On Connecting with Your Spouse

^^ We don't get out much and when we do, I always have to document it with a little couple selfie


I was blown away at how many people so quickly read my post death to the weekly date night myth. Then again, I probably shouldn't have been. There is so much pressure on us these days to do ALL THE THINGS and do them right. And sometimes, lets be honest, most of the time, we just can't live up to that "pinterest standard". Anyway, that post was shared several times on facebook and I was able to view the comments on all the shares. The one that stood out to me, and gave me a good laugh, was from a guy who admitted he is currently childless. But, he informed everyone that his marriage will always come before his children…and I may or may not have gotten a huge kick out of all the mama's that told him to come talk after him and his wife had a couple kids.  

First, I would like to state that I never said that Ian does not come before our children…hypothetically. Because, let's be honest here for a moment. In the real now, my children really need us. I nurse a baby. I wipe bums. I make several meals and snacks a day. I change beds that were wet in. I do laundry. I do bath time. And guess what, all of this are things that HAVE TO GET DONE. And they are things that have to get done even if I wanted to just spend some alone time with Ian. So physically, yes my children come first in our house. Emotionally, my husband is my rock, not my children. 

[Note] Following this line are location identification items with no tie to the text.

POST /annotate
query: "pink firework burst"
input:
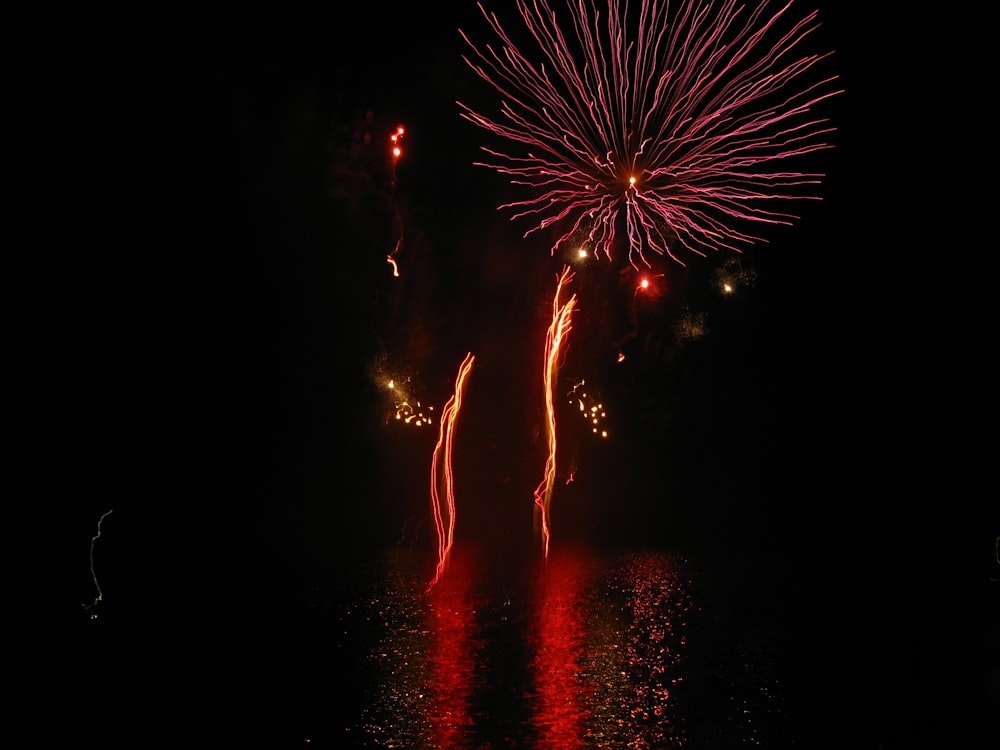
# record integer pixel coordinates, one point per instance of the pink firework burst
(670, 123)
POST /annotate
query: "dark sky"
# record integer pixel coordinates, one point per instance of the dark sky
(221, 297)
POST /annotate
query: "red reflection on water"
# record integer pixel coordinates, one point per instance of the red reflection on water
(562, 690)
(451, 621)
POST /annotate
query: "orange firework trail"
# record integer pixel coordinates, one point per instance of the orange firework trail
(558, 330)
(442, 451)
(396, 140)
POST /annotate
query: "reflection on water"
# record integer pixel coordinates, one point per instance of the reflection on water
(581, 651)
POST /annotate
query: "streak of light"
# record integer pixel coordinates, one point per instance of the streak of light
(444, 517)
(558, 330)
(93, 540)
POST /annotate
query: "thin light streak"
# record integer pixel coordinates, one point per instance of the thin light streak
(444, 516)
(93, 541)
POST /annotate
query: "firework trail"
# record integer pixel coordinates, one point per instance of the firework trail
(559, 328)
(671, 121)
(444, 517)
(396, 140)
(92, 608)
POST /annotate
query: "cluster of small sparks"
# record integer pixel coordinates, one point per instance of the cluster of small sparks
(676, 121)
(407, 410)
(555, 338)
(441, 472)
(591, 409)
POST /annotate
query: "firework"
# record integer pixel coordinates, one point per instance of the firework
(671, 123)
(559, 328)
(92, 608)
(444, 517)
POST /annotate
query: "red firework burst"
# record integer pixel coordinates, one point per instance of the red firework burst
(671, 123)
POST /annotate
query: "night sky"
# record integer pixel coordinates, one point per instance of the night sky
(221, 300)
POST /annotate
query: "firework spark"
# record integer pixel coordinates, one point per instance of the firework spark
(673, 119)
(444, 517)
(558, 330)
(396, 140)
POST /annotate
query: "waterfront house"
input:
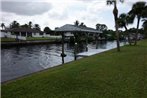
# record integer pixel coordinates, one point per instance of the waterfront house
(23, 33)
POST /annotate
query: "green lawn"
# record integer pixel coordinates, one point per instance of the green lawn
(105, 75)
(8, 39)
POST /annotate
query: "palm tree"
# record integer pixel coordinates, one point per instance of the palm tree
(14, 24)
(2, 25)
(30, 24)
(137, 11)
(145, 27)
(115, 13)
(37, 27)
(123, 21)
(76, 23)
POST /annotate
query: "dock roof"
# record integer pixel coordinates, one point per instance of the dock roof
(73, 28)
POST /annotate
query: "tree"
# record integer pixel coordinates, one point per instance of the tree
(47, 30)
(3, 25)
(82, 24)
(101, 27)
(37, 27)
(123, 21)
(137, 11)
(145, 28)
(14, 24)
(25, 26)
(30, 24)
(76, 23)
(115, 13)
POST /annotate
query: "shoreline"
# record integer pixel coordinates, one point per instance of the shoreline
(29, 74)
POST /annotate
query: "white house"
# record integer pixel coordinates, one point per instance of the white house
(23, 33)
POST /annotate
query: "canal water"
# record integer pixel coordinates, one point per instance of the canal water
(20, 61)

Really, what I want to talk about is there are so many ways to connect with your spouse outside of date nights. I think so often in the hustle and bustle of life with small children, we feel so worn out and feel like we have so little to offer our spouse. But, for me, a cup of coffee and 20 minutes spent chatting with each other without distraction is like gold and totally fills me up. Also, eating dinner just the two of us from time to time really is nice. This can happen after the kids or in bed, or on a Friday night by letting the kids eat dinner in front of a movie while we eat in the dining room. 

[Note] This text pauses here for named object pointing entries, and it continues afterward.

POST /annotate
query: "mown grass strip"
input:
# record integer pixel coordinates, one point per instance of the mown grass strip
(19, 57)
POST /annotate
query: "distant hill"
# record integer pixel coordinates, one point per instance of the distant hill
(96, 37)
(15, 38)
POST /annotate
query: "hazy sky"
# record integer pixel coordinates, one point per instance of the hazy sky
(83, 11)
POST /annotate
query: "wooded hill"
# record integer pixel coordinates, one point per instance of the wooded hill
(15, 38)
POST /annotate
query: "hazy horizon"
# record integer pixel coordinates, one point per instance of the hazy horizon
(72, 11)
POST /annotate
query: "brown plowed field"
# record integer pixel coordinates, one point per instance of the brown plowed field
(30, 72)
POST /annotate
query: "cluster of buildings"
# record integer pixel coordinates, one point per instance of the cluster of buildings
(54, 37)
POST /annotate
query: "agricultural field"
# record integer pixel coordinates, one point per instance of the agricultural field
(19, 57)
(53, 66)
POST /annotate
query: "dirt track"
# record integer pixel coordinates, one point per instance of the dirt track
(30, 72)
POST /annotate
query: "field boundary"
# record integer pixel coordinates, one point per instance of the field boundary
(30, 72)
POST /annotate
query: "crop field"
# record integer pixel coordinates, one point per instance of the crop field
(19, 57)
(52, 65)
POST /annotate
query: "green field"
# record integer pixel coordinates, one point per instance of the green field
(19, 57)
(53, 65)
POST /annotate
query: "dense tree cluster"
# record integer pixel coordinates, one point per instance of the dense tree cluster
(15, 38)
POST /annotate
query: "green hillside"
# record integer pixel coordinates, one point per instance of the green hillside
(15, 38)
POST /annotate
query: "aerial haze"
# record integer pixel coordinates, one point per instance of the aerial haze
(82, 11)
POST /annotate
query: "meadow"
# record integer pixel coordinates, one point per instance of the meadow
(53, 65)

When our kids are infants, I always find that the hardest time to connect. And really that is because infants (especially breastfed ones) need their mama's all the time. It was actually because of that, that I did 12 date of Christmas for Ian. Yes, many of the dates were at home, but doing intentional things, just the two of us, really was fun. And I will never forget us riding the go karts in the freezing cold, the only people out on the track, acting like a couple of loonies, having the time of our lives. 

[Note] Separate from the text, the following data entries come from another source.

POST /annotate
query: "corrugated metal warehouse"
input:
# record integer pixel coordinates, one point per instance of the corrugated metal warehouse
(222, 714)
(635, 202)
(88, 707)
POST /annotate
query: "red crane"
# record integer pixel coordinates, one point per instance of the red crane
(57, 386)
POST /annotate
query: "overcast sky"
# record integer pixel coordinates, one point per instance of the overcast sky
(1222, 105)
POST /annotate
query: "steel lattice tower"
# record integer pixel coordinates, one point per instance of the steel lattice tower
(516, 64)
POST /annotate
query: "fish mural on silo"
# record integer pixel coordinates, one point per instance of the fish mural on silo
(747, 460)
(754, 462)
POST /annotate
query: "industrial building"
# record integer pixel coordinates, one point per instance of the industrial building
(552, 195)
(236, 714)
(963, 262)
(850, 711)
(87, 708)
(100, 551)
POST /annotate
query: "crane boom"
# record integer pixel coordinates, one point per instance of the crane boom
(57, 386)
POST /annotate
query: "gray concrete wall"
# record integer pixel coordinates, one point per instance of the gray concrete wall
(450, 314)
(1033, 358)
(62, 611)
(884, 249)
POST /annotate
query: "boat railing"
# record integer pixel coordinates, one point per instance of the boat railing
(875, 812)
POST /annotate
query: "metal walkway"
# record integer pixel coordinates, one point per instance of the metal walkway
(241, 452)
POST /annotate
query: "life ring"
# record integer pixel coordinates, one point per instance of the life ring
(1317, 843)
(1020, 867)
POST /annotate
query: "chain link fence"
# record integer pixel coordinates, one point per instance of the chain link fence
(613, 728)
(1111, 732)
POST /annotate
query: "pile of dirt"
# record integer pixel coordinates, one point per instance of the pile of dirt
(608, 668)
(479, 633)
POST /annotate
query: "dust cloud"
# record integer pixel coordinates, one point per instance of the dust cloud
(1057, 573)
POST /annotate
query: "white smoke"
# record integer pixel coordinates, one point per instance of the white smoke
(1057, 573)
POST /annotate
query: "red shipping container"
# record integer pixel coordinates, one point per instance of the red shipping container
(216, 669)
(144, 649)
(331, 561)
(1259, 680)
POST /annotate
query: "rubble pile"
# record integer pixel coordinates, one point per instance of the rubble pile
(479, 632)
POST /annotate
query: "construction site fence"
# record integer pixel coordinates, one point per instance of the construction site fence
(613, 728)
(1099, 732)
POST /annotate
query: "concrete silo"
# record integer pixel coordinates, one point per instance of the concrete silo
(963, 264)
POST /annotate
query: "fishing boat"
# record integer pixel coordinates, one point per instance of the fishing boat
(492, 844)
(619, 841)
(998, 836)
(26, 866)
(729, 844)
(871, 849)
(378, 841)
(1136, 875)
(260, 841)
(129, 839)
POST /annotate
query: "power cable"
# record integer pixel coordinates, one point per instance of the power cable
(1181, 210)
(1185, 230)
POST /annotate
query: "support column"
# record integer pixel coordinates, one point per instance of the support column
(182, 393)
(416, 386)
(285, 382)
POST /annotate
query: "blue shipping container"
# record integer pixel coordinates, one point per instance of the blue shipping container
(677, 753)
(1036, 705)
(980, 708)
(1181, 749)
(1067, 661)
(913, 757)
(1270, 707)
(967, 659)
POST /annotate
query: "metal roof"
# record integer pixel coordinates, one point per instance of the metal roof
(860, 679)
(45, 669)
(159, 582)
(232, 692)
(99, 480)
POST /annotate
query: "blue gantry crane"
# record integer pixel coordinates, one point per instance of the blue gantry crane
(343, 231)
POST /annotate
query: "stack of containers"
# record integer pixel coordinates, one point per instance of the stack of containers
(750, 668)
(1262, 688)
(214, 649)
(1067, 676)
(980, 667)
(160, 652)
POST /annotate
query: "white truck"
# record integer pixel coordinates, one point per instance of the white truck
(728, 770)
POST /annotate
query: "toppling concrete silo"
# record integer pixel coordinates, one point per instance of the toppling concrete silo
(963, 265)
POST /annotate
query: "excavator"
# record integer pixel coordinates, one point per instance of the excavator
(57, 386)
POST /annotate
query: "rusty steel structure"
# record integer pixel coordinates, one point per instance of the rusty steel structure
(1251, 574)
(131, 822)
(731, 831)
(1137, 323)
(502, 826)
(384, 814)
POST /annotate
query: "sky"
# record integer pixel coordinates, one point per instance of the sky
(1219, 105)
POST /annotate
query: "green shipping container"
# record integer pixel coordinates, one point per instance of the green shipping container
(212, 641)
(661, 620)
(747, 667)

All this to say that small moments mater. Small gestures matter. Making sure your spouse knows you think about them and love them matters. Even if you feel like you have nothing left to give, write your hubby a note during nap time and mail it to him at work. It will surely put a smile on his face. 



Also, once upon a time, I shared 50 date night ideas and many of them were at home date ideas that can totally be done after the kids go to bed. Plus, it's always good to have date ideas because when those date nights do come around, chances are my brain cells have all been used up during the day and I can't think of ideas for things to do right then!